Bottom line is, I agreed with Clinton and Gore when I first heard them talk about setting a goal of closing the gap and training an additional 100,000 engineers over and above the numbers that we are graduating each year. Go to Princeton, go to Harvard, go to Yale, go to Stanford, go to Berkeley, go to the University of Texas A&M, the University of Texas in Austin, and of course ours, UT Pan American, and you’ll see how we are producing a lot of engineers, but we need more.

Unfortunately, the image many young Latinos have of STEM is a guy in a white lab coat. How do we rebrand STEM to make it more exciting?

Every one of these companies that are listed in the HESTEC program are good examples of people hiring engineers. Take food processing, for example---we need engineers who can lay out the production lines for meat products that are sold in grocery stores and restaurants, that are sent out to feed our troops and feed our school lunch program students.

That’s just one case. But look at engineering for the automobile industry, look at the engineers who are giving us some of the technology that gives us laptop computers, real small ones. In fact, I have one sitting behind my desk and there are some smaller than that. We want to talk about the engineers who are developing not only the computer hardware, but the software programs.

Then you go into research. We need researchers in health. Now we’re talking about the biggest health reform in our country’s history. We need doctors who can use robotics. And who invents robotics? The engineers. And if you look at the airline industry, think of how many engineers are required in that industry.
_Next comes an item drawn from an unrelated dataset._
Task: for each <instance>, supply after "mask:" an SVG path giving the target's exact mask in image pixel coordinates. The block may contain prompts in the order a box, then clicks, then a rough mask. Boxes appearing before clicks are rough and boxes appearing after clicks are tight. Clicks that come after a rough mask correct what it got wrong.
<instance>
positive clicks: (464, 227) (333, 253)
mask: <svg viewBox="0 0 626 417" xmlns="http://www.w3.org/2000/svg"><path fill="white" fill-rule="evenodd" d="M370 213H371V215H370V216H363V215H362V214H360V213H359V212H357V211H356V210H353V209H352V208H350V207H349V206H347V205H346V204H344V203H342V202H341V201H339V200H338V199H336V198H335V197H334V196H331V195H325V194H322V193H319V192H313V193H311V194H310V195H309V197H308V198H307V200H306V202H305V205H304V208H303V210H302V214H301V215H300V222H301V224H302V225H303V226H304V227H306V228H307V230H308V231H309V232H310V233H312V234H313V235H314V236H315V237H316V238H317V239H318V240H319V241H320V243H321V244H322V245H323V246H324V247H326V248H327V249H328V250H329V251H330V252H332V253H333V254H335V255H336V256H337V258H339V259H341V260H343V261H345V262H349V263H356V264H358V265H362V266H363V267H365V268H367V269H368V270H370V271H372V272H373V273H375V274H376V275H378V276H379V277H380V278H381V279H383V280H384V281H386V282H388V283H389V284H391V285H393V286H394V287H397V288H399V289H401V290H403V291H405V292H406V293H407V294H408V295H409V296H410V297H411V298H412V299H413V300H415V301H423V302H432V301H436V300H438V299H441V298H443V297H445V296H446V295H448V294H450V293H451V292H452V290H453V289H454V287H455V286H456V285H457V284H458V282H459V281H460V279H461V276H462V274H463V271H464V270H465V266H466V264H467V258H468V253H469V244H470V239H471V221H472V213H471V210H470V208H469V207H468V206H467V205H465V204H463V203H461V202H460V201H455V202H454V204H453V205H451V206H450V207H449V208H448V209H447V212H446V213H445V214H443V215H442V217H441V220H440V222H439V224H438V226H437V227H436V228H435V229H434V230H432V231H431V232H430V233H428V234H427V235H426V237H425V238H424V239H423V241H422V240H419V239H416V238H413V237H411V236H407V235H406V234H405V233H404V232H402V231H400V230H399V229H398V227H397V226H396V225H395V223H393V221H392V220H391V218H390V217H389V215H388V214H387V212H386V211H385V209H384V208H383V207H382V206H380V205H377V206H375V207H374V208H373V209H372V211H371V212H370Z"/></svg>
It’s numerous industries that are calling for engineers or technicians with associate degrees from two-year colleges. All of these.

Looking back at your own career, what led to your passion for education?

I have a degree from the University of Texas at Austin. I love business, and in the business that I was in, which was food processing, we had a lot of engineers. I then went and got a Master’s in Business Administration at UT Pan American, which is my alma mater, but I did that 15 years later. And so, I knew that there was a big demand in something other than seasonal farmworkers because I come from an agricultural region that depended on farm jobs. And I wanted to create better-paying jobs. I wanted to reduce the double-digit unemployment rate of that region of 22 percent, which is the rate we had in 1997. Today it’s six percent. It’s because we’ve created educational opportunites that lead to high-paying jobs.